TPN denies involvement in “unknown persons” terror plot in Wamena



from West Papua Media

October 4, 2012

A commander from the West Papua National Liberation Army (TPN) has categorically denied any responsibility or involvement in an alleged bombing campaign against security force targets in Wamena and Jayapura, joining a chorus of Papua observers raising doubts about the Indonesian police allegations against pro-independence activists

Troops from the Indonesian army (TNI) and Australian-trained Detachment 88 counter-terror unit conducted a violent raid on September 29 against activists from the West Papua National Committee (KNPB) in Wamena, arresting 8.  The eight have been charged with various offences, including  possession of explosive devices and Makar (treason).

Citizen journalists from SuaraPapua .com made contact with the Commander of the Kodap (Liberation Command Area) I  of TPN, Colonel David Darko on Tuesday (2/10) afternoon, who confirmed the bombs in  Jayapura, Wamena and throughout Papua, had no connection to the TPN OPM.

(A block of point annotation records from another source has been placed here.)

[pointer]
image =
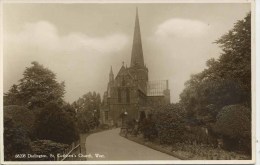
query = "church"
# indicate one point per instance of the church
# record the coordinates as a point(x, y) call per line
point(130, 91)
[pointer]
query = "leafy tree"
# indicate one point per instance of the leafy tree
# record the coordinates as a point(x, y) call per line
point(234, 124)
point(170, 123)
point(88, 111)
point(54, 124)
point(37, 87)
point(21, 116)
point(226, 80)
point(10, 98)
point(47, 147)
point(16, 139)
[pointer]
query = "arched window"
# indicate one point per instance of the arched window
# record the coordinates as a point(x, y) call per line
point(127, 95)
point(119, 95)
point(123, 81)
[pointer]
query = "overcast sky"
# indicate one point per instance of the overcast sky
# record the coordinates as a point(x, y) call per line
point(79, 42)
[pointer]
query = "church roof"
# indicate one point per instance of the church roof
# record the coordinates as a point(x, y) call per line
point(156, 88)
point(137, 58)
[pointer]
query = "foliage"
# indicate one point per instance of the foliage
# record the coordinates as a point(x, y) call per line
point(37, 87)
point(88, 111)
point(234, 124)
point(21, 116)
point(149, 128)
point(169, 122)
point(16, 139)
point(86, 121)
point(226, 80)
point(47, 147)
point(53, 123)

“So (the) TPN OPM states assertively, that we are not responsible for any action with bombs, because OPM is not a terrorist organisation, but an organisations of national struggle for Papua, (and for) basic rights to self-determination as any other nation on earth, ” Darko told SP.  He said it was a struggle for the liberation of the people, and “The struggle by TPN-OPM is dignified and with  full responsibility for the rights of the national struggle,” he said.  This unequivocal statement, according to David Darko, is to give notice to all parties not to associate the OPM with bombs or terror.

The non-violent activists were allegedly arrested in connection with a small bomb blast at a Wamena police station.  Detachment 88 anti-terror police claim they found explosive materials at the KNPB offices, but human rights observers across Papua have suggested the police themselves planted the materials and questioned the truthfulness of police claims.

Ferry Marisan, the director of the Institute for Human Rights Study and Advocacy in Papua (Elsham) told the Jakarta Globe, “It [the evidence] must have been fabricated by police, they placed the explosives in the office so the police would have a reason to arrest them.”

Victor Yeimo, the international spokesperson for KNPB currently in hiding after threats of arrest for subversion,  ridiculed the police assertion that the arrested activists were involved in the attack on the police station, or in making or using bombs, or engaging in acts of terror.  “West Papuan people are not involved with these bombs, and still do not know how to make bombs,”  Yeimo told West Papua Media on September 30.  KNPB has previously and publicly pledged its commitment to non-violence, saying that it is committed to the use of “civil power”

Members of the KNPB have also been subject to an escalating wave of repression by Indonesian security forces across Papua, since the beginning of an anti-violence civil resistance campaign earlier in 2012, in response to a series on mysterious “unknown persons” (OTK) shootings that had killed over 20 people since 2011. These shootings, widely believed across Papuan civil society to be the work of Kopassus Indonesian special forces creating violence to be used as a pretext for a declaration of martial law, peaked with the brazen daylight execution by Detachment 88 officers of KNPB Jayapura Chairman Mako Tabuni on June 6 this year.

Papuan civil society sources have claimed by SMS and email to West Papua Media that the current campaign of bombings and explosions is connected to the October visit of Indonesian President, General Yudhoyhono, to the UK.  SBY, as the president is known, is believed to be signing off on major defence deals with UK arms corporations, and will be pressing for increased anti-terror cooperation.  SBY is also being targeted currently by human rights activists connected with the KNPB in the UK, who have offered a GBP£50,000 bounty for a citizen’s arrest of the Indonesian President for Crimes Against Humanity.  Civil society sources believe that the campaign of crackdown of KNPB activists accused of terror acts is being orchestrated to shut down Papua rights campaigning in the UK.

The TPN Commander Darko stated that the TPN was not allied with the West Papua National Committee (KNPB) in any political or organisational sense. “We also had nothing to do with the Committee at all as we are different from them,” Darko told SP.

The new Papua Police Chief,  Inspector General Tito Karnavian – the former head of Detachment 88, conceded the TPN-OPM claim to not engage in terrorist bombings, but said to wait for the court process.

“This case is being handled, and let us see it in court. Whether they are involved or not. Let the court decide, ” he said.  Honesty awaited the court because the reverse case would cause turmoil with the grassroots people of Papua, Karnavian explained to assembled journalists.

However, with Papua still closed to international journalists or independent human rights observers, few West Papuan activists believe that the flawed court system in Papua will be able to deliver a legitimate and fair trial.